As –omics profiling becomes more affordable, clinical trials are increasingly incorporating these technologies. Thus, clinical trials provide a wealth of molecular and clinical data from cancer patients. The availability of publicly available, genomically annotated clinical databases derived from cancer clinical trials is perhaps just as important as the clinical trials’ primary objectives. The Cancer Genome Atlas (TCGA), Gene Expression Omnibus (GEO), cBioPortal, The Cancer Genomics Hub, canEvolve, and others have collected genomic information from a myriad cancer patients, although the lack of comprehensive clinical annotation and therapy response in most of these datasets is a major limitation [33].

Celgene’s Connect MDS/AML Disease Registry aims to fill this data gap by capturing patient demographic data, diagnostic laboratory and bone marrow pathology data, genomic mutations, prognostic risk variables, treatments, and clinical outcome data for 1500 newly diagnosed lower-risk MDS, higher-risk MDS, ICUS, and AML patients [34]. This rich dataset is expected to answer many current and future questions in MDS and AML.

Additionally, several groups have allowed access to their annotated clinical and/or genomic data, providing opportunities for novel computational analyses that will lead to important discoveries in MDS [7, 9, 35].

Ongoing clinical trials, such as those coordinated by the CIBMTR, are comparing outcomes with allogeneic HCT versus HMA therapy or best supportive care. Genomically annotated clinical records from these CIBMTR trials will be essential in assessing the potency of allogeneic HCT to overcome poor-risk MDS genetics.

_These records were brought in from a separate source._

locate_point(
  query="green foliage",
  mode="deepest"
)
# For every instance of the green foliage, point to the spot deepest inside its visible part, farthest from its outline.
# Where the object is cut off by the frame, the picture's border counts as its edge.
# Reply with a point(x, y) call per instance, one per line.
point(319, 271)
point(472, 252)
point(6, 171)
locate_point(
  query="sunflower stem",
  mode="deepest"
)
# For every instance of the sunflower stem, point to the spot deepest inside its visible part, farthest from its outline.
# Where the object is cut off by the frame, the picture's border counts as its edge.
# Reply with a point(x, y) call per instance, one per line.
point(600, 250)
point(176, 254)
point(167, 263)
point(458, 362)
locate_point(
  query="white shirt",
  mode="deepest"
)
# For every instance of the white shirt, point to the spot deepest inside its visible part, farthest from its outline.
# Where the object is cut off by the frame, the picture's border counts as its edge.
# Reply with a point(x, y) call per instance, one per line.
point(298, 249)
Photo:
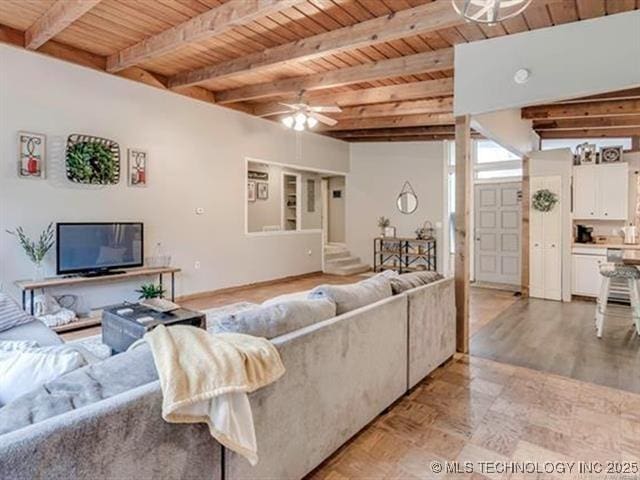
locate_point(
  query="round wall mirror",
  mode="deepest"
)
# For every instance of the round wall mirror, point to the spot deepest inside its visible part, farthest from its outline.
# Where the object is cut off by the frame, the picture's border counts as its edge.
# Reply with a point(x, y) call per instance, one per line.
point(407, 202)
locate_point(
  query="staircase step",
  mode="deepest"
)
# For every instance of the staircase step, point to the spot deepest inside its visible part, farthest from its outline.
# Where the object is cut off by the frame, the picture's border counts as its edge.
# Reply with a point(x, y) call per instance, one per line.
point(342, 261)
point(330, 256)
point(350, 270)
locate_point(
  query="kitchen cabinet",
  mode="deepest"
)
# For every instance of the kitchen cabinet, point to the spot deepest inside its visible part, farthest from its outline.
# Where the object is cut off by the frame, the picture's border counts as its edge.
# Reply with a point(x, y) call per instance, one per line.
point(586, 274)
point(545, 243)
point(601, 192)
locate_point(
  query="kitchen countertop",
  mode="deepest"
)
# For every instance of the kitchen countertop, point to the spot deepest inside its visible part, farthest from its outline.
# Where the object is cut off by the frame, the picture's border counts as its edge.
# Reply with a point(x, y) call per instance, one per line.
point(608, 245)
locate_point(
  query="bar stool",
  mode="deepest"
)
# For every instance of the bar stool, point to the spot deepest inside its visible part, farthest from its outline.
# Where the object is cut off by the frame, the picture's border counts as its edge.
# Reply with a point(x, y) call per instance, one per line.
point(614, 271)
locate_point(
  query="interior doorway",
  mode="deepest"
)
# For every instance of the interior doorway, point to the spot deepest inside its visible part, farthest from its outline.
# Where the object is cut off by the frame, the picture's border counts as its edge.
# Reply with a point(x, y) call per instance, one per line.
point(497, 240)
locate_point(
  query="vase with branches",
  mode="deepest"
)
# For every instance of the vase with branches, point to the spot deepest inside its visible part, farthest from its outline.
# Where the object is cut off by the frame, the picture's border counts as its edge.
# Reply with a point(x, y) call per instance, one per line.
point(35, 250)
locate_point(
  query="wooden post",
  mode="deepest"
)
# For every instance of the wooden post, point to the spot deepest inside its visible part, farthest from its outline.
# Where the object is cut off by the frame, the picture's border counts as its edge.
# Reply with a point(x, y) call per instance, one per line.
point(464, 171)
point(524, 252)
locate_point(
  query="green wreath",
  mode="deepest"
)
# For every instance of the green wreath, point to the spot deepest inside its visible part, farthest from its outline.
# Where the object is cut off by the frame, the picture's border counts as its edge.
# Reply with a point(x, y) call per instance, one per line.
point(92, 162)
point(544, 200)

Going forward, a concerted effort by an honest broker, such as a professional society, is needed to coalesce and harmonize the assortment of MDS datasets worldwide. This MDS database would engage engineers and scientists outside the traditional MDS research community and enable detection of a greater number MDS variables that associate with prognosis and treatment response.

Conclusions

A major need in the treatment of MDS patients is to identify those with poor prognosis features who will benefit from therapy. The advent of NGS has made clear the importance of molecular profiling, as certain genomic aberrations significantly associate with drug response, survival, and allogeneic HCT outcomes. As the full complexity of MDS biology unveils, prognostic and predictive modeling will need to utilize sophisticated techniques aided by computational biology systems. By incorporating the totality of the MDS mutanome, computational methods have shown early accuracy in predicting drug response in patients with MDS. Use of a computational system may improve a clinician’s effectiveness in treating MDS, avoid toxicity when there is no prospect of benefit, weigh treatment options in the absence of guidelines, and find alternatives to treatment when none exist. Finally, computational modeling, unlike ex vivo assays and patient-derived xenograft (PDX) modeling, can rapidly test a limitless number of drugs and drug combinations, which catalyzes drug development for MDS.